In secondo luogo la tutela della persona di fronte alla società e allo Stato. Figlia del personalismo cristiano, tema fondamentale della dottrina sociale della Chiesa, elemento tipico del costituzionalismo moderno, questa tutela era tanto più attuale in quanto si usciva dall’esperienza del totalitarismo tra le due guerre. Lo Stato totalitario, infatti, mise in crisi la persona in quanto tale, fino al suo annichilimento morale e sociale. I giovani di Camaldoli vollero ribaltare la prospettiva fascista ma anche superare il costituzionalismo ottocentesco liberale, che non aveva saputo fare argine allo Stato lasciando campo libero al fascismo. Quei giovani misero al centro, dunque, la necessità di mettere in atto dispositivi di protezione della persona di fronte allo strapotere del potere pubblico che, tanto nel Codice quanto nella futura Costituzione repubblicana, portò ad affiancare ai diritti individuali quelli sociali (lavoro, assistenza, ecc.), pena il pericolo di mettere a rischio i primi, consentendo un’eguaglianza sostanziale nel rimuovere ogni ostacolo in tal senso e tutelare la piena dignità umana. Di fronte ai nuovi poteri forti – due per tutti: l’algoritmo e l’Intelligenza artificiale – la libertà della persona è anora oggi in pericolo. Urge una riflessione profonda e il mondo cattolico ha tutti gli strumenti per agire.

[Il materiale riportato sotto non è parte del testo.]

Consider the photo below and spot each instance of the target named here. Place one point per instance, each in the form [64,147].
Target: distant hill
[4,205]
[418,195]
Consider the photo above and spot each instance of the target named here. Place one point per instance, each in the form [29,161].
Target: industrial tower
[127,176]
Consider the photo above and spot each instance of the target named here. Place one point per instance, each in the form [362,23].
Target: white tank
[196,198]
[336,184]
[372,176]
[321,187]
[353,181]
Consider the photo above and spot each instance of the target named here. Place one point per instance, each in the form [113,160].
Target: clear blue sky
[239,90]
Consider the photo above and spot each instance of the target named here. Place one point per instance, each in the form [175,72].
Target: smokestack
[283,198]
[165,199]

Un altro elemento fu la realizzazione di un nuovo ordine economico e sociale, a partire dalla proprietà privata che, come sancisce l’art. 42 della Costituzione, deve essere dotata di una funzione sociale. A Camaldoli furono dedicati molti articoli alla proprietà, soprattutto in riferimento ai mezzi di produzione, che, nel pieno rispetto della proprietà privata, legittimarono però il ruolo dello Stato come regolatore e coordinatore dell’economia e come attore diretto delle attività economiche. Quale pensiero e quale azione elaborare, dunque, oggi come cristiani di fronte a temi come il salario minimo, l’immigrazione, la cura degli anziani, il lavoro… ?

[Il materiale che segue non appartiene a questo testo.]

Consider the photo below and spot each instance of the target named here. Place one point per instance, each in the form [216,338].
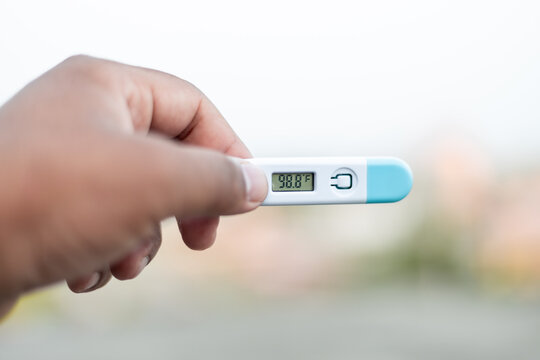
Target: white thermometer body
[334,180]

Infine, Cartabia ha offerto due riflessioni di metodo che uscirono da Camaldoli e utili anche qui per l’oggi. Innanzitutto il fatto che quei giovani cattolici, ottant’anni fa basarono i loro ragionamenti certamente sul magistero della chiesa (in particolare sulla dottrina sociale della Chiesa), ma seppero fare un ulteriore lavoro “laico” di rielaborazione e sviluppo alla luce delle concrete contingenze storiche e con l’apporto di professionisti, giuristi, economisti, politici, eccetera. Dunque rinnovamento nella fedeltà, per avere i piedi ben piantati nella Chiesa e, insieme, nella concretezza della vita. Questo anche per cercare di rendere condivisibili da parte di altre formazioni politiche le proprie idee, cosa che, come è nella logica delle cose, non sempre avvenne in sede di Assemblea costituente.
Infine, il grande valore dato alla dimensione umana della relazione, di cui la nostra Costituzione rimarrà poi impregnata grazie proprio all’apporto di quei giovani. Si pensi solo che nella Costituzione, nei primi quattro titoli dedicati ai diritti fondamentali, compare sempre nell’intestazione la parola “rapporti”. Significativo, perché la relazione diventa così un fondamentale criterio di interpretazione di tutta la Carta fondamentale. Il valore della persona umana, dunque, non è solo proclamato, ma realizzato in una fitta trama di relazioni. Cosa ci insegna questo oggi, in un contesto fortemente individualizzato e sempre più egoistico?